Siyasal bilgileri tam değil, kültür eksik, daha önemli olan, yabancı dil bilmiyorlar. Yabancı dilleri yok, buna rağmen diplomat olmak istiyorlar. Dışişleri Bakanlığı’nda sınava giriyorlar.
O sırada Dışişleri Bakanı Ahmet Davutoğlu, şimdi Başbakan. O sırada Dışişleri Müsteşarı Feridun Sinirlioğlu, şimdi geçici hükümette Dışişleri Bakanı.
Diplomat olmak isteyen gençlerin çoğu belli bir geleneğin temsilcisi, belli bir ekibin üyeleri, “cemaate yakın”, 17-25 Aralık yolsuzluk iddialarından bu yana “paralel yapıdan”. Malum, 17-25 Aralık öncesinde bu gençler çok muteber.
Yabancı dilleri mi yok, hiç fark etmez, “biz onları yabancı dil eğitimine göndeririz”. Bilgileri mi eksik, kültürleri bir diplomat olmaya mı yetmiyor, hiç fark etmez, “biz onların bu eksikliklerini tamamlatmak için, gerekli eğitimi aldırırız”. Ne de olsa, onlar cemaat üyesi, “bizim evlatlar”.
Dört-beş yıl içinde Dışişlerine “sınavla”, dikkat edin, “sınavla” bir sürü yeni memur alınıyor.
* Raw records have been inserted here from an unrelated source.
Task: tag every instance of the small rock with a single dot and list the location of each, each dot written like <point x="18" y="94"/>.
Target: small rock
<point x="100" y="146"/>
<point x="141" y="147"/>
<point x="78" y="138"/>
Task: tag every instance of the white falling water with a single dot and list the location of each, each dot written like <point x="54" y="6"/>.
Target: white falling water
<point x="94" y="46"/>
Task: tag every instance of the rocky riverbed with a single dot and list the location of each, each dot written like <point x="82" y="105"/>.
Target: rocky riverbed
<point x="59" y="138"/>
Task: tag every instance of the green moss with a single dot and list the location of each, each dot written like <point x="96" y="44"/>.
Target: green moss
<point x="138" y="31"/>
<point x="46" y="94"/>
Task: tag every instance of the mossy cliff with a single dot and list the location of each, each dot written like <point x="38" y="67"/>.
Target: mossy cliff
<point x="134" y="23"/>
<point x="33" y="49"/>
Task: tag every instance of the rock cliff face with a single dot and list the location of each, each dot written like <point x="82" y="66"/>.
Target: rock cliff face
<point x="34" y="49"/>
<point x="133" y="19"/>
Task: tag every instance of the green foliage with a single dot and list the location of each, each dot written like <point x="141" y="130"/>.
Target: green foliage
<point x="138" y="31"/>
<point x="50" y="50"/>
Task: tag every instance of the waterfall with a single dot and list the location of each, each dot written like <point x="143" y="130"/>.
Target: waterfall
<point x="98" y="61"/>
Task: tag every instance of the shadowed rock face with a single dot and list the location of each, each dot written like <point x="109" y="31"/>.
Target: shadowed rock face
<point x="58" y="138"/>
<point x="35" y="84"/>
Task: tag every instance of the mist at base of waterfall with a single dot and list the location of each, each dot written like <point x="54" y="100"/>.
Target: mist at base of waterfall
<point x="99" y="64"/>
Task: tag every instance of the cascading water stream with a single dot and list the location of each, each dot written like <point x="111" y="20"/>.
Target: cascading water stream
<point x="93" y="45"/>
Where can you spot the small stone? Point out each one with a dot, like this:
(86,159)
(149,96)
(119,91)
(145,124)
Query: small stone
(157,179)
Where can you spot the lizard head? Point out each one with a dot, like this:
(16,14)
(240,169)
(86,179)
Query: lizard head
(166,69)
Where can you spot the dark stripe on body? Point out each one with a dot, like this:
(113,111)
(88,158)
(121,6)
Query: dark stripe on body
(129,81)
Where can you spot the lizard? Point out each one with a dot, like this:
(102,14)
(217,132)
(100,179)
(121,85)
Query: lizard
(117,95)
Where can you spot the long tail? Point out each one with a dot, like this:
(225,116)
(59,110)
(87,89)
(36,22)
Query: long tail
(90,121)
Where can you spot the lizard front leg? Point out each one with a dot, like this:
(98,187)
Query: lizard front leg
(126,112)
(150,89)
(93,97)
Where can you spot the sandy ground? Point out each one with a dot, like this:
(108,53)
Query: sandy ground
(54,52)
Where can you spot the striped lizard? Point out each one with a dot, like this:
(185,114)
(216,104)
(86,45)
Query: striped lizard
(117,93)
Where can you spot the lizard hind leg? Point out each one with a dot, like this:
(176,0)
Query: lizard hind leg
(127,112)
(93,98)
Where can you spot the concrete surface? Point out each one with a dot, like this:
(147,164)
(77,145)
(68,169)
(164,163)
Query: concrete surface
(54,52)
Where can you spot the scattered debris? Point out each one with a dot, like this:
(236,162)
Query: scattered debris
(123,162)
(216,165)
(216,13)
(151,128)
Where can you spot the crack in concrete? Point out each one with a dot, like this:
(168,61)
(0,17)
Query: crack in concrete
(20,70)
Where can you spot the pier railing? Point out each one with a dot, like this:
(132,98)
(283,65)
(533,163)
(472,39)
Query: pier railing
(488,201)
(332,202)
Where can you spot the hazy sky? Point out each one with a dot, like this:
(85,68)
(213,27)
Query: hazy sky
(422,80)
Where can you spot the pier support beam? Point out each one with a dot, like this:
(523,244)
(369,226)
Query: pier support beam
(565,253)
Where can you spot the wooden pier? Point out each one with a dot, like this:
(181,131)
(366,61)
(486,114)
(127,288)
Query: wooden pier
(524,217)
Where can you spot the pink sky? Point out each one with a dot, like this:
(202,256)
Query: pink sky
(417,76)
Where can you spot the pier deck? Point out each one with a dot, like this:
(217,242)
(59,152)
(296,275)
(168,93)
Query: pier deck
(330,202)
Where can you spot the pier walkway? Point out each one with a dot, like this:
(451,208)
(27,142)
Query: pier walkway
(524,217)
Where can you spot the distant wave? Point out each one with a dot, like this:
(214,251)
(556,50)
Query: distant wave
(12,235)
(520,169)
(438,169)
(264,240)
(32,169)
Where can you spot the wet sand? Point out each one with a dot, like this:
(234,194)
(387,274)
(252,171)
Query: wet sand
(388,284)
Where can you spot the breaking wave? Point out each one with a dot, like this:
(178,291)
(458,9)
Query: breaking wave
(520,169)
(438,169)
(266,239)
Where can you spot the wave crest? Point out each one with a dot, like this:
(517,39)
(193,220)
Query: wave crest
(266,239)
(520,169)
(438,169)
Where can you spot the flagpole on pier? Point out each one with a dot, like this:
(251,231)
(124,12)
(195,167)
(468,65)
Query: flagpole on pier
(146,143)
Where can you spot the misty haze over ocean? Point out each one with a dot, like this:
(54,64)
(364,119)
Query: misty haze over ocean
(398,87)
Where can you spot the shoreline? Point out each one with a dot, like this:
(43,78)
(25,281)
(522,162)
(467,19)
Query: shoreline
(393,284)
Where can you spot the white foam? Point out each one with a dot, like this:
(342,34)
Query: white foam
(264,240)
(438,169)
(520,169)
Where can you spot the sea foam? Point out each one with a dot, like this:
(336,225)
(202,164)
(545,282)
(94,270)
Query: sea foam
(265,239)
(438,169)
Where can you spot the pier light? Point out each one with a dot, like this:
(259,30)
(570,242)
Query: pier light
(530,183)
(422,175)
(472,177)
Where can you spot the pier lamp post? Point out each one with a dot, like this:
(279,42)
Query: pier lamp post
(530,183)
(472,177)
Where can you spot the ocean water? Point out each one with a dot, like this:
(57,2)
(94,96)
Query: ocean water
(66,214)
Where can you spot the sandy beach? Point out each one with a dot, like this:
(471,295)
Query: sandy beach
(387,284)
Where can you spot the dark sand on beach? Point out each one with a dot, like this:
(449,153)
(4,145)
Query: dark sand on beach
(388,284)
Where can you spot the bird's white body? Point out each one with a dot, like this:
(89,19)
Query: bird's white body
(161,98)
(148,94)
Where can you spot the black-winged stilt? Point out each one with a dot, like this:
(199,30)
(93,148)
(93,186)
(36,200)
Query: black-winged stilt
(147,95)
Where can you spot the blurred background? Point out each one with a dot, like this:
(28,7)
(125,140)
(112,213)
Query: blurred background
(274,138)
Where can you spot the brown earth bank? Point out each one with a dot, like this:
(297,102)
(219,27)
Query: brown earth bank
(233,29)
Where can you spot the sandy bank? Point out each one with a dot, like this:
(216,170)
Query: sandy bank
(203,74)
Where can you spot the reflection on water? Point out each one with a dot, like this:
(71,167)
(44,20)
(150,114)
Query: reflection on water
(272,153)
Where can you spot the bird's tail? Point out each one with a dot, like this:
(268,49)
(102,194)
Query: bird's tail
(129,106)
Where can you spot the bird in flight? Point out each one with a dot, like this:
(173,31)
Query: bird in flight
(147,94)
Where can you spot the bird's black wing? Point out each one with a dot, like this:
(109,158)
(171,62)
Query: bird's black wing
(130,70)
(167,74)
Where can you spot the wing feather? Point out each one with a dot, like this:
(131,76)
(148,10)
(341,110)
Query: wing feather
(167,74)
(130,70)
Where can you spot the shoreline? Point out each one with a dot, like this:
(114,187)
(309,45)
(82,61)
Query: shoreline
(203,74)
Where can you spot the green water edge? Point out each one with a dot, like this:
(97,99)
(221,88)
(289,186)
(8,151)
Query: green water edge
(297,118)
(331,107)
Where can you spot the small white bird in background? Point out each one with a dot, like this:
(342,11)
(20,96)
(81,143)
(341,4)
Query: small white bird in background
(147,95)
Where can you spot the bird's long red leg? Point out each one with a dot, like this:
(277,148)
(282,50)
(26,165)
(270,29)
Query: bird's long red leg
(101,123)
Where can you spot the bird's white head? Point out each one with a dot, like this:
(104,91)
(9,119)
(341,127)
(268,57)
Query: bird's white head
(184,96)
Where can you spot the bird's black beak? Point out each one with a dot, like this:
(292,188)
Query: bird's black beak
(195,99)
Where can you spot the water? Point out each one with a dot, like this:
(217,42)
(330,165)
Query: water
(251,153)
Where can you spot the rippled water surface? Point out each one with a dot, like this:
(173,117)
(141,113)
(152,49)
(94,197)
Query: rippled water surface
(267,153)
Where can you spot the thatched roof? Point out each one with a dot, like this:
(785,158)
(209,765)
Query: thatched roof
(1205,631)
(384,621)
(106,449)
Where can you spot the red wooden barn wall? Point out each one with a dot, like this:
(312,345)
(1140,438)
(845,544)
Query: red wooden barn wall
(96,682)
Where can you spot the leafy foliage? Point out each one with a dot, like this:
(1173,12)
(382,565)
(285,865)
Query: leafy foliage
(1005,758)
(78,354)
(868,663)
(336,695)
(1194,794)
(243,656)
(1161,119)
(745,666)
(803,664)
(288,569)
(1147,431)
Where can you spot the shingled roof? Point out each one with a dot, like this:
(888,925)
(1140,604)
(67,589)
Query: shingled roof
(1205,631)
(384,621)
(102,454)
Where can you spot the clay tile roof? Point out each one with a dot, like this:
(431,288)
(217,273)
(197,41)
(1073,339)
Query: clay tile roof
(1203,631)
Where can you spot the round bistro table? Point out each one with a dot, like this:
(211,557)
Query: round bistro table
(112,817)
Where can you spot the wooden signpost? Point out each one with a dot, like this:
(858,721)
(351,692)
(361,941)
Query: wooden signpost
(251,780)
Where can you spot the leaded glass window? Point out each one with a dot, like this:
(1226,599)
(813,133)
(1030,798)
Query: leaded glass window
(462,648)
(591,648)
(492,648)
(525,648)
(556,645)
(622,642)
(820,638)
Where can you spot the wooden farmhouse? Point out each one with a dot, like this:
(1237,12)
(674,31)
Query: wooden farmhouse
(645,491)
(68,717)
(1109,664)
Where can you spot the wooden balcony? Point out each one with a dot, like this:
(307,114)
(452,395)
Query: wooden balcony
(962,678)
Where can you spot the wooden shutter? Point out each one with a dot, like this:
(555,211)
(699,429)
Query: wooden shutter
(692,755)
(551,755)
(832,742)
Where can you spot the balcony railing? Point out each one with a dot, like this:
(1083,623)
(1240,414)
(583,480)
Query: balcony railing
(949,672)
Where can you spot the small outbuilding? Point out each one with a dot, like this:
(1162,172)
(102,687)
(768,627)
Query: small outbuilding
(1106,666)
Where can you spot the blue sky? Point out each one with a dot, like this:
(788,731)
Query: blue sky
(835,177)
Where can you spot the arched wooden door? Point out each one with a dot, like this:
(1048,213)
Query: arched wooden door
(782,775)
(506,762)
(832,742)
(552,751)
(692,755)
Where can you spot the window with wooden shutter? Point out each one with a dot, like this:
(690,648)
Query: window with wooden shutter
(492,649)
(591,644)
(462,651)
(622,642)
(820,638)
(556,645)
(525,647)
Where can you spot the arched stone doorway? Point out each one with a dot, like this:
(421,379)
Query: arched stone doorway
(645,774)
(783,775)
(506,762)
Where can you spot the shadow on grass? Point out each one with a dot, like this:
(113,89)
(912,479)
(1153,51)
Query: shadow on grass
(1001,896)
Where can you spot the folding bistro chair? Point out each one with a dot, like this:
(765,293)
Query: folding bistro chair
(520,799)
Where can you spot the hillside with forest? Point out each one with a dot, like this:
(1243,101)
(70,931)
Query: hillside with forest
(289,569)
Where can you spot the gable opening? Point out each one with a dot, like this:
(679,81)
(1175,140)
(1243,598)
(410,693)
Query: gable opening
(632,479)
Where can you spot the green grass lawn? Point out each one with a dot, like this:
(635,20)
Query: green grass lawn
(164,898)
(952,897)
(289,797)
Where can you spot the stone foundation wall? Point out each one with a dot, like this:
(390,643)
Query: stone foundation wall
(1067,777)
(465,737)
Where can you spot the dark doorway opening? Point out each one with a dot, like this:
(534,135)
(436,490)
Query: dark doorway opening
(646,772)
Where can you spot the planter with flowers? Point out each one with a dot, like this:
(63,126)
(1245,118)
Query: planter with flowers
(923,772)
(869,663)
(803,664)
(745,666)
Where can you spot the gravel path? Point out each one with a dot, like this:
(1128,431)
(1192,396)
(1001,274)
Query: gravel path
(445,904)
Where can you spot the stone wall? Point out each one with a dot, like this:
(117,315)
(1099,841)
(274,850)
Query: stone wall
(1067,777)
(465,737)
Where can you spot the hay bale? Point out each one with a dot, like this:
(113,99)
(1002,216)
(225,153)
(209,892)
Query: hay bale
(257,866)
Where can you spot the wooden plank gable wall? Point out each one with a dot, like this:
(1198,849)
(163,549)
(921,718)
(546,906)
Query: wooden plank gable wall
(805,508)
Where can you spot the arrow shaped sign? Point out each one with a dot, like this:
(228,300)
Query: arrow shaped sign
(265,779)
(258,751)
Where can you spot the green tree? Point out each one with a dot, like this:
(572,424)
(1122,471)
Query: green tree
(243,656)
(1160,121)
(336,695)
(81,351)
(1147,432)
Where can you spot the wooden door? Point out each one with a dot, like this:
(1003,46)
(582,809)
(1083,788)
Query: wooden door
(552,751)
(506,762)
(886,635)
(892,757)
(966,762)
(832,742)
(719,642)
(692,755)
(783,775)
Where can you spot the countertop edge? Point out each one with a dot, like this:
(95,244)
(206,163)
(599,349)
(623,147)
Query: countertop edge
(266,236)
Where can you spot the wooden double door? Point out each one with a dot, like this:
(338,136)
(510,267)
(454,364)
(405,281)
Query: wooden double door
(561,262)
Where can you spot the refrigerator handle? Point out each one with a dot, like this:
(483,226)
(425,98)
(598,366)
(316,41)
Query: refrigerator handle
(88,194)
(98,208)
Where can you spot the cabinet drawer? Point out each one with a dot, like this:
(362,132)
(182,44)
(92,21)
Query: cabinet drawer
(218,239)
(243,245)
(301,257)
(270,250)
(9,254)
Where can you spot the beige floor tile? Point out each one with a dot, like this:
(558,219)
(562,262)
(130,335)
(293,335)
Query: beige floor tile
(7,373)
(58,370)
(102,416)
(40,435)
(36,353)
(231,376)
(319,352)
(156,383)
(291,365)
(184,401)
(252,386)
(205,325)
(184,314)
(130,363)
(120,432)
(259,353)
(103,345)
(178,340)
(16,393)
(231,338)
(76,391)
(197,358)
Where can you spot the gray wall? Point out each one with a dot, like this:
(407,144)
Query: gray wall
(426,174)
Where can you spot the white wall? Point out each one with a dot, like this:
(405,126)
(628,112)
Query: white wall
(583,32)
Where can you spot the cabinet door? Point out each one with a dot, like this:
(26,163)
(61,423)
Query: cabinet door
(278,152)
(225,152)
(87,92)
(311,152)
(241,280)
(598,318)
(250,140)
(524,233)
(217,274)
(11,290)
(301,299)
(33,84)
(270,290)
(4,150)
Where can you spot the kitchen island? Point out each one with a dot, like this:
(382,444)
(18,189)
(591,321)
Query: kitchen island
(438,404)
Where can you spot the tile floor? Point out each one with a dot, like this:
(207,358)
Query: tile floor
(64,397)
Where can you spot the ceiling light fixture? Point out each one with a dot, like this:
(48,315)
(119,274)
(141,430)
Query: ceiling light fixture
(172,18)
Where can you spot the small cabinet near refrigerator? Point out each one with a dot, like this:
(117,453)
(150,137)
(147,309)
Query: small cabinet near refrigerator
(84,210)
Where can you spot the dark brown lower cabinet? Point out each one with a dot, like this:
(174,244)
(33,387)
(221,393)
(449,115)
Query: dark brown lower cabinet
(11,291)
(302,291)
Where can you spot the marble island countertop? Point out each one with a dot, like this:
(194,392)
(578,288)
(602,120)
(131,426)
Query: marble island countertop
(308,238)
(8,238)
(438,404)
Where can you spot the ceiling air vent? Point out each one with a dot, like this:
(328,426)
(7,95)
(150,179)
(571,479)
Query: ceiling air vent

O tarihteki ilk ve değişmez ölçü, “cemaat üyesi” olmak. AKP-cemaat içli, dışlı, Dışişleri bu yakınlığı ihmal etmiyor, cemaatten gelenlerin hakkını veriyor.
Buna karşılık, çağdaş, modern, bilgili, şakır şakır yabancı dil bilen gençler Dışişleri Bakanlığı kapısından geri dönüyor.
Daha önceki yıllarda Dışişleri memuru olan cemaat üyeleri var, tesadüfen Bakanlığa girmişler, cemaat öyle gözde ki, onların arasında 37 yaşında büyükelçi atananlar var. 37 yaşında büyükelçilik öyle kolay değil. Ancak, o sırada liyakat, kıdem, yetenek geride, cemaat önde.
Gel zaman, git zaman, cemaat oluyor sana “paralel”, en büyük düşman. Poliste, askerde, yargıda, iş dünyasında, medyada tam bir cemaat avı başlıyor. Gün olmuyor ki, Türkiye’nin herhangi bir ilinden ya da aynı anda birkaç ilinden “cemaat operasyonu” haberi gelmesin. Gözaltılar, tutuklamalar, şirket basmalar, kayyum atamalar, TV karartmalar, gazetelere el koymalar, cemaate inanılmaz bir öfke, tam bir kan davası. Sık sık iddianameler yayınlanıyor, şunlar şunlar bir numaralı, bunlar iki, ötekiler üç numaralı sanık, yurt dışında ise, kırmızı bülten, v.s.
Ya el bebek, gül bebek Dışişlerine alınan genç memurlar ne olacak? Onlar gibi, devletin başka dairelerinde çalışan, başka birimlerine alınan cemaat üyesi olduğu tespit edilen memurlar ne olacak? Kısaca, “cemaate yakın memurların” kaderi ne olacak?
Onlar devlet memur, atsan atamazsın, satsan satamazsın, onlara formül bulunuyor. İster Dışişleri, ister başka devlet dairesi, onlara işten el çektiriliyor, atılamadıkları için de, onları aynı yerde toplamak üzere, Başbakanlıkta bir havuz oluşturuluyor, yani işlevsiz bir daire.
Daha sonra başka bir formül bulunmaz ise, onlar bu havuzda toplanacak. Bir zamanlar baş tacı, şimdi tu-kaka.
İşin ironisi ise, örneğin Dışişlerinde bu ayıklamayı yapan, geçmişte müsteşar olarak bu insanları Dışişlerine alan Feridun Sinirlioğlu. Alan ve atan aynı imza. Bir zamanlar güle oynaya yabancı dil öğrenimine gönderdiklerini, şimdi havuza gönderiyor. Çok tutarlı, zaman neyi emrediyorsa, ona ayak uydurmak tam bir beceri. Herkese nasip olmaz, Sinirlioğlu da bu beceriye sahip.
Bir zamanlar Süleyman Demirel Cumhurbaşkanı, Sinirlioğlu Demirel’in danışmanı. Şimdi AKP’nin gözdesi, bakan olacak kadar. Cemaatçileri al, alıyor, at, atıyor.
Havuz hızla doluyor. Yakında taşacak.